Gluten is the name of a protein found in cereal grains, such as wheat, rye, barley and triticale (a cross between rye and barley). Gluten gives dough its elasticity which affects the chewy texture of baked foods. It is the component that gives bread its structure.
Some people cannot tolerate gluten, namely those who have celiac disease. Celiac disease is a serious genetic autoimmune disorder. When gluten is ingested, the body produces an immune response that attacks the small intestine. These attacks can lead to long-term damage to the small intestine, which can seriously affect nutrient absorption. Some symptoms of celiac disease include stomach bloating and pain, chronic diarrhea, vomiting, weight loss and fatigue. According to the Celiac Disease Foundation, it is estimated that one in 100 people worldwide are affected by the disease. Those who have celiac disease must adhere to a gluten-free diet for life.
Some people suffer from gluten sensitivity or non-celiac gluten sensitivity, which is less severe than celiac disease. Those who are sensitive to gluten experience diarrhea, fatigue, bloating, and nausea but don’t have the immune response that leads to intestinal damage.
The gluten-free diet that those with celiac disease and non-celiac gluten sensitivity must follow is now the trend for weight loss. Many food products labeled gluten-free can be easily found on grocery store shelves everywhere. Also, many restaurants offer some gluten-free items on their menus.
Eating gluten-free can help with weight loss to some extent. Replacing processed foods containing refined carbohydrates (i.e., crackers, pasta, muffins) with whole grains that don’t contain gluten, such as oats, quinoa or brown rice, can lead to some weight loss. The truth is that foods labeled gluten-free may contain additional fat and sugars, and thus more calories, to make gluten-free products tastier. This could actually lead to weight gain.

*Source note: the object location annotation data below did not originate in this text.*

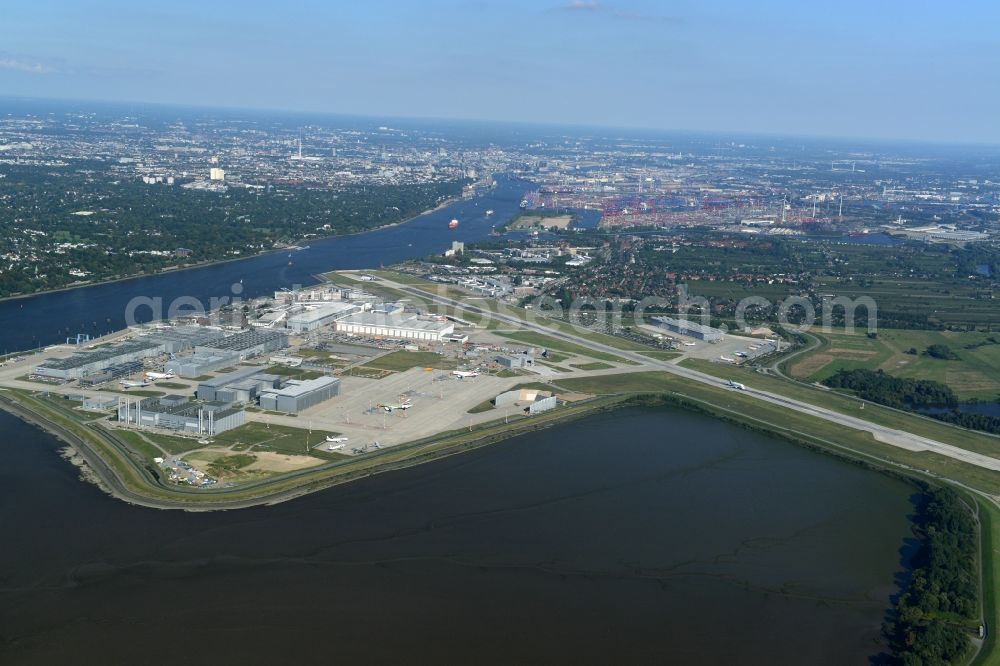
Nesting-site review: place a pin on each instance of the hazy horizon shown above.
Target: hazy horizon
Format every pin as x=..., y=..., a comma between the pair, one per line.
x=907, y=72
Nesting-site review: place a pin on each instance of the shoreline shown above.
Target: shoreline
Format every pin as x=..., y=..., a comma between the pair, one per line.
x=218, y=262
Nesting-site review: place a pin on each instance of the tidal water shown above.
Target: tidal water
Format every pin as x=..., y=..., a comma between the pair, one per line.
x=640, y=536
x=50, y=318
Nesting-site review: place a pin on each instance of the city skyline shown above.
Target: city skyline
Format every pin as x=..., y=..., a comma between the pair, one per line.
x=774, y=69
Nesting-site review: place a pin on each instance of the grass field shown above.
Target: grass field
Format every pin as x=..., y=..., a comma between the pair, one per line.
x=596, y=365
x=975, y=374
x=826, y=434
x=404, y=360
x=256, y=437
x=541, y=340
x=891, y=418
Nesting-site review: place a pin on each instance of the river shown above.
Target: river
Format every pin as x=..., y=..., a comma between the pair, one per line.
x=52, y=317
x=641, y=536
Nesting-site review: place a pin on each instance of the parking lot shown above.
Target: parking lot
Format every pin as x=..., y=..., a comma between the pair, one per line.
x=439, y=401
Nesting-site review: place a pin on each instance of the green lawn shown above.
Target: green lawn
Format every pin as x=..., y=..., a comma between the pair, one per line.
x=404, y=360
x=974, y=375
x=926, y=427
x=736, y=405
x=541, y=340
x=596, y=365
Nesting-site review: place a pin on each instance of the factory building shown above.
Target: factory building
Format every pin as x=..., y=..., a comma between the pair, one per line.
x=241, y=385
x=100, y=402
x=688, y=328
x=322, y=315
x=247, y=344
x=298, y=395
x=92, y=362
x=116, y=371
x=200, y=364
x=407, y=327
x=534, y=401
x=515, y=361
x=180, y=338
x=190, y=417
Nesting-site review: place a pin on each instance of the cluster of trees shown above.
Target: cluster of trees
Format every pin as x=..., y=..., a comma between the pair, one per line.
x=898, y=392
x=942, y=352
x=931, y=618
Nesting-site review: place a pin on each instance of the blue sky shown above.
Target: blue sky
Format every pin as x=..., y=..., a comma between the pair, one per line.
x=876, y=68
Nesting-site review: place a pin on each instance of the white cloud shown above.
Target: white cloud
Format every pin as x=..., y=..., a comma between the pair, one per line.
x=15, y=65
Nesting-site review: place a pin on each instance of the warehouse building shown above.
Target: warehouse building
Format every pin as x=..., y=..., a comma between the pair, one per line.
x=193, y=418
x=241, y=385
x=533, y=401
x=116, y=371
x=400, y=326
x=247, y=344
x=199, y=364
x=298, y=395
x=93, y=362
x=688, y=328
x=313, y=318
x=180, y=338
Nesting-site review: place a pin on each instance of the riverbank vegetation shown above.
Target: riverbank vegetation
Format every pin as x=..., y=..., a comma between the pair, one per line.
x=938, y=611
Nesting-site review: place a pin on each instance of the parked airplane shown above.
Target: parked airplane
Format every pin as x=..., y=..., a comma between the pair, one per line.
x=399, y=405
x=127, y=383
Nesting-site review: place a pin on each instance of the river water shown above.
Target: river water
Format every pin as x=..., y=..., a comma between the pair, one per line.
x=654, y=536
x=642, y=536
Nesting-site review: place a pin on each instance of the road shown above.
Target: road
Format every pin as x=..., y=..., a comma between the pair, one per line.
x=899, y=438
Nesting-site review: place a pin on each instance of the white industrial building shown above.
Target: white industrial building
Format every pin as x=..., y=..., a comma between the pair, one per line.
x=402, y=326
x=534, y=401
x=315, y=317
x=297, y=395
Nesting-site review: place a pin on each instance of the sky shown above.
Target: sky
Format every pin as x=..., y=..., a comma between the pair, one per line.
x=914, y=69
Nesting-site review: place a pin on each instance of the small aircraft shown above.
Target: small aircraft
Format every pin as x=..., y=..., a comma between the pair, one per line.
x=394, y=406
x=127, y=383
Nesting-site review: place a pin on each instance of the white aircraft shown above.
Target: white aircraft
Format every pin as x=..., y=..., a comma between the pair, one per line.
x=127, y=383
x=394, y=406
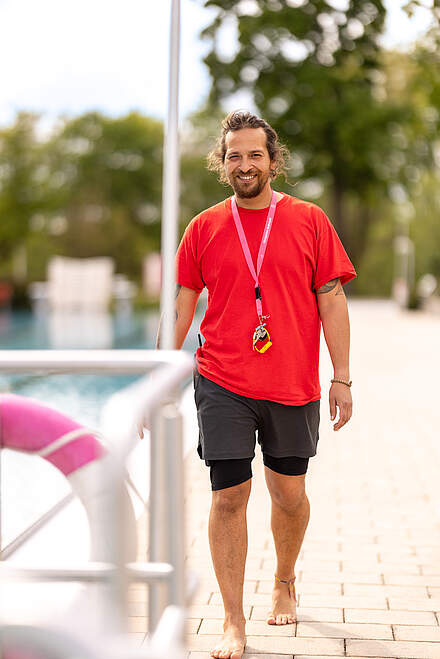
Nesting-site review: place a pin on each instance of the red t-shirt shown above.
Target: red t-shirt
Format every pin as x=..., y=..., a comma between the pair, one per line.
x=303, y=253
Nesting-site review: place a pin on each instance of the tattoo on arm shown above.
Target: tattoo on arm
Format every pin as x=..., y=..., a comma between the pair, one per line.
x=330, y=286
x=178, y=287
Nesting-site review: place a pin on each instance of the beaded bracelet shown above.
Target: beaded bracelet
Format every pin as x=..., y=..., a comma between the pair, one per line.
x=342, y=382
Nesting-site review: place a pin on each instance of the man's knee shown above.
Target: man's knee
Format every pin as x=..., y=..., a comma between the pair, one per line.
x=289, y=493
x=231, y=500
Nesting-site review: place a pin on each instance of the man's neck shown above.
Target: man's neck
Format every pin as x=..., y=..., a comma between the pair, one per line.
x=260, y=201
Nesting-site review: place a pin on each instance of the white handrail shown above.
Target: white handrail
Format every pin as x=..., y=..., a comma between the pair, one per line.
x=168, y=562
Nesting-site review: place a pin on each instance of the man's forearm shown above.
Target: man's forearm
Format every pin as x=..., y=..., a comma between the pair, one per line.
x=336, y=326
x=186, y=301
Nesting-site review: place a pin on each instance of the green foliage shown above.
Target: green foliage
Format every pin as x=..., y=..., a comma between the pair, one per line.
x=20, y=194
x=320, y=76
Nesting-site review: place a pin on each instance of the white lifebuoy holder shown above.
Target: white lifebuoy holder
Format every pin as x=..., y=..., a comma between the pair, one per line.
x=28, y=426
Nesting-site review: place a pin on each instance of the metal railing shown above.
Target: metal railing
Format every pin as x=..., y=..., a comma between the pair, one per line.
x=156, y=406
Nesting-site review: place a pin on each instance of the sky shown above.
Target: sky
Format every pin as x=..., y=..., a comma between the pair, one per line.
x=66, y=58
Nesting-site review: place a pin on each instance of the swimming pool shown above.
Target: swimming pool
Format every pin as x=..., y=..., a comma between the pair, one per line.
x=28, y=485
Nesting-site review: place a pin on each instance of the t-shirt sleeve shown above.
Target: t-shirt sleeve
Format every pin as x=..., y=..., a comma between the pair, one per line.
x=188, y=271
x=332, y=261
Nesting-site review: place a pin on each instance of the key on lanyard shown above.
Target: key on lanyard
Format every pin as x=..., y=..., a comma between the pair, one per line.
x=260, y=333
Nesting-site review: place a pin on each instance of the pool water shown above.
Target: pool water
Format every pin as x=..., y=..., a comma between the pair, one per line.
x=28, y=485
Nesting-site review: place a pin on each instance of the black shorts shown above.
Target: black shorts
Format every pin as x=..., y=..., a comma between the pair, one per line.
x=228, y=421
x=227, y=473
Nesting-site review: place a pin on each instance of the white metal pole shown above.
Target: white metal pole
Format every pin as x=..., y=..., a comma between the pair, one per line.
x=170, y=193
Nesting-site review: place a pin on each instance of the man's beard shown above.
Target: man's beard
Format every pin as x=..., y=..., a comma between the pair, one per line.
x=248, y=191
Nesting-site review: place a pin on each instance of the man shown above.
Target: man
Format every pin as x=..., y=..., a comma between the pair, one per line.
x=274, y=269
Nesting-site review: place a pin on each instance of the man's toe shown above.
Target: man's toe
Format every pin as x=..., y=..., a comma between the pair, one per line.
x=237, y=654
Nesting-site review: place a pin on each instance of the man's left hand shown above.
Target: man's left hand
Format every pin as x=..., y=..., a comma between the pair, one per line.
x=340, y=397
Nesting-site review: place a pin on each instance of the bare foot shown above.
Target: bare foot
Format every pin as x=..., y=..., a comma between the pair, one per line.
x=283, y=605
x=233, y=641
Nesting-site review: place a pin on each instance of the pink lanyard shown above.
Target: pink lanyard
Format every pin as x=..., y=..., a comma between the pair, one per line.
x=261, y=251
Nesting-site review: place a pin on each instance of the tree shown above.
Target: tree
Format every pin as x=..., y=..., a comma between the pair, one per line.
x=315, y=70
x=20, y=194
x=103, y=185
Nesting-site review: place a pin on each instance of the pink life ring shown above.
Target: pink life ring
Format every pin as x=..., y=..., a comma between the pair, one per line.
x=27, y=425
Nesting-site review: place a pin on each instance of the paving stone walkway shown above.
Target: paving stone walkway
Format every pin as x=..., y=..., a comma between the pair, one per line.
x=368, y=576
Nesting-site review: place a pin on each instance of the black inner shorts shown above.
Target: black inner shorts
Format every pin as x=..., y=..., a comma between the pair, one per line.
x=288, y=434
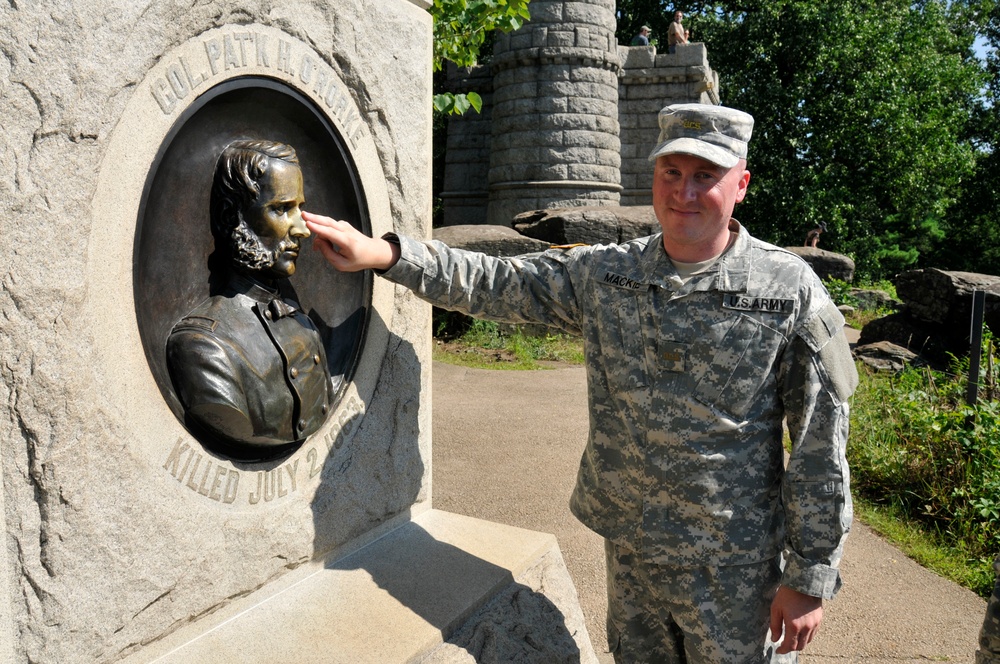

Removing products that contain gluten can cause nutrient deficiencies. In general, whole grain foods are rich in vitamins and minerals, including B vitamins, vitamin D, iron and fiber.
As with any trendy diet, eliminating foods or entire food groups, especially foods you enjoy, can be difficult to maintain. If you are trying to lose weight in a healthful way, follow the recommendations of the 2015 Dietary Guidelines for Americans and the USDA MyPlate: make half your plate fruits and vegetables, vary your protein routine, move to low-fat or fat-free dairy foods, and make half your grains whole grains. If you feel you have celiac disease or non-celiac gluten sensitivity, contact your doctor for a clear diagnose.